Dalam acara yang berlansung di kantor  baru PC NU Jombang di Mojoagung, Minggu (28/2/2021) itu Abdul Halim Iskandar yang akrab disapa Gus Menteri meresmikan lambang NU terbesar di dunia.

Baca Juga

Dalam kesempatan tersebut, Gus Menteri mengucapkan selamat Harlah NU yang hampir satu abad serta memberikan apresiasi atas berjalanya sektor kesehatan dan ekonomi dibawah lembaga PC NU.

“Saya ucapkan selamat atas Harlah ke 98 NU yang hampir seabad. Saya sangat mengapresiasi dua sektor yang mulai berkembang. Yakni sektor ekonomi dengan adanya BMT NU serta sektor kesehatan dengan adanya rumah sakit dan fasilitas kesehatan lain yang sudah ada,”tuturnya.

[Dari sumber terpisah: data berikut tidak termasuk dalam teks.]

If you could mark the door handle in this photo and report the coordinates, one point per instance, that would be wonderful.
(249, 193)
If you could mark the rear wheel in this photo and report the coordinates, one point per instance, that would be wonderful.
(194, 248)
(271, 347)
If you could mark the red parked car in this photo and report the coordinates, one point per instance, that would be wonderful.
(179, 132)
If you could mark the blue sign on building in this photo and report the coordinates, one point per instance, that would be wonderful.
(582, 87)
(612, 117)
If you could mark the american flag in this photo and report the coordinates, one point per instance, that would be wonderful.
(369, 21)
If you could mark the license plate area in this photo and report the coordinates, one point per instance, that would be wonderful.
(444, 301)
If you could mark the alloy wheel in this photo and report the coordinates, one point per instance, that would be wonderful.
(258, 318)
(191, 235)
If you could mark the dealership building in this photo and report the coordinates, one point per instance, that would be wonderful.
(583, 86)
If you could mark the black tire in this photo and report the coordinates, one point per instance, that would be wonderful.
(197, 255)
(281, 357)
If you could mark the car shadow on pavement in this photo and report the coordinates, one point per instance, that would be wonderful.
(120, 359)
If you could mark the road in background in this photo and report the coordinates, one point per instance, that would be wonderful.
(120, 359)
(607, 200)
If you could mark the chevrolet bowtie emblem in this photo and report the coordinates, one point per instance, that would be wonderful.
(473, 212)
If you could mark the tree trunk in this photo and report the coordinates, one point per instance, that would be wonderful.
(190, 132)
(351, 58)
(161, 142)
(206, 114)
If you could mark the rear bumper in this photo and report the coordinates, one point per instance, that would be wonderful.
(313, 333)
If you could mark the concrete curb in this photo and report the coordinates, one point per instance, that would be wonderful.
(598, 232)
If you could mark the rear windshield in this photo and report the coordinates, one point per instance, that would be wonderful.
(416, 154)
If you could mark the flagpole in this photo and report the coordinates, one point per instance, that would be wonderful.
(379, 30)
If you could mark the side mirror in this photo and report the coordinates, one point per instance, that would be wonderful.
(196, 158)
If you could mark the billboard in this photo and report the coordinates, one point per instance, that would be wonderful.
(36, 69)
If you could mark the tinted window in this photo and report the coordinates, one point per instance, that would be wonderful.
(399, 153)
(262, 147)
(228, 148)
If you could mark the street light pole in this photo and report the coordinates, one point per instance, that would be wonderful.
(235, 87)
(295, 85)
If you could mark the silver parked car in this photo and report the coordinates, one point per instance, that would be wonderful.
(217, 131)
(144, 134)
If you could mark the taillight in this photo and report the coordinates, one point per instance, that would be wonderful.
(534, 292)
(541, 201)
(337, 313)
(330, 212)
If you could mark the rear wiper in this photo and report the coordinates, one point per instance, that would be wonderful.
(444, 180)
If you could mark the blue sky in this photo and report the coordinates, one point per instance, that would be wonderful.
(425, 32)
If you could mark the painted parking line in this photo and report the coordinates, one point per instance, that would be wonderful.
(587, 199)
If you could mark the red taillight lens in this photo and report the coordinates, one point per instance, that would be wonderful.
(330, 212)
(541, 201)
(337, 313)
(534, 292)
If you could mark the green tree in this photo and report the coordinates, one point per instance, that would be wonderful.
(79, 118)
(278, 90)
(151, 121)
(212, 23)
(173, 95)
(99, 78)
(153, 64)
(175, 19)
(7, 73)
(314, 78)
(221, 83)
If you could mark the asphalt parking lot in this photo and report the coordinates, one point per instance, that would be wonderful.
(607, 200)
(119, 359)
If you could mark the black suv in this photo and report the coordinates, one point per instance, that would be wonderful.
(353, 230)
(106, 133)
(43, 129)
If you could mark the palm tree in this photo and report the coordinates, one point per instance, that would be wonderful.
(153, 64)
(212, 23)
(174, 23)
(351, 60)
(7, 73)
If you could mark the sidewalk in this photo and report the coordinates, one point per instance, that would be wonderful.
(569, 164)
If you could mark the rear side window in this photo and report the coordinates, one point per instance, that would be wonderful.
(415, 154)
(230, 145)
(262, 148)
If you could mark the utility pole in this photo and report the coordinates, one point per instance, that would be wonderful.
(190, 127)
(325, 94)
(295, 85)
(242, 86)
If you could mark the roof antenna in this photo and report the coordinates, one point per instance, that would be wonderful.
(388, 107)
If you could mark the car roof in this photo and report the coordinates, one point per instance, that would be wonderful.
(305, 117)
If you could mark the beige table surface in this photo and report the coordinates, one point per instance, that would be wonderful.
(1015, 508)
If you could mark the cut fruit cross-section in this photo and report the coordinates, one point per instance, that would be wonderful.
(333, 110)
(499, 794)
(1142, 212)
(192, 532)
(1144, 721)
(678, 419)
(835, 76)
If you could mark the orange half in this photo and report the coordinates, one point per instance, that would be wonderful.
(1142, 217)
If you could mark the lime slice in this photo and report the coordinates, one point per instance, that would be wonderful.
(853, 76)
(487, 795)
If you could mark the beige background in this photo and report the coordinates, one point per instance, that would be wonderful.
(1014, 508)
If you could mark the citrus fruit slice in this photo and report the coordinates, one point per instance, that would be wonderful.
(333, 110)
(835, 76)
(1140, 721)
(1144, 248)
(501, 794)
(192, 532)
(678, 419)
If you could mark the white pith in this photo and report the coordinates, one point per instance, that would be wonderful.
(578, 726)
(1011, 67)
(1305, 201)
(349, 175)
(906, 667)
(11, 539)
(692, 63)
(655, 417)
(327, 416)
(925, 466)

Menurutnya, duua hal tersebut menjadi sektor penting yang harus dijalankan. “Karena sampai saat ini pun di Indonesi kita masih tertinggal dan dibutuhkan upaya agar maksimal dalam penyelenggaraannya,”jelasnya.

Sementara itu Bupati Jombang, Mundjidah Wahab mengatakan, dengan kegiatan Harlah ke 98 NU bagi masyarakat Nadhliyin untuk meneladani para Muassis.

“Dengan semangat Harlah ini saya imbau kepada masyarakat khususnya masyarakat Nahdliyin untuk meneladani para Muassis kita dalam menjalani kehidupan berbangsa dan bernegara.”kata Bupati Mundjidah.

Dalam memperingati Harlah ke 98 NU Pemkab Jombang selain menggelar kegiatan tasyakuran bersama PC NU setempat juga melakukan gerakan mengibarkan 98 juta bendera NU di Kabupaten Jombang.”

“Dari Pemkab Jombang bersama PC NU menggelar kegiatan Harlah tersebut dan juga gerakan kibarkan 98 juta bendera NU yang dilakukan di masing-masing MWC NU di Jombang.”ungkapnya.

Terkait Harlah NUyang dilakukan masih dalam masa pandemi Covid-19, Bupati Mundjidah mengucapkan terimakasih kepada penyelenggara yang telah menggelar acara tidak melebihi batasan serta aturan protokol kesehatan.

“Saya berterima kasih kepada penyelenggara menerapkan batasan dan protokol kesehatan dalam acara ini. Kami tidak membatasi orang beribadah, pengajian atau khotmil Qur’an. Namun batasan dan protokol kesehatan harus selalu diperhatikan,”pungkasnya.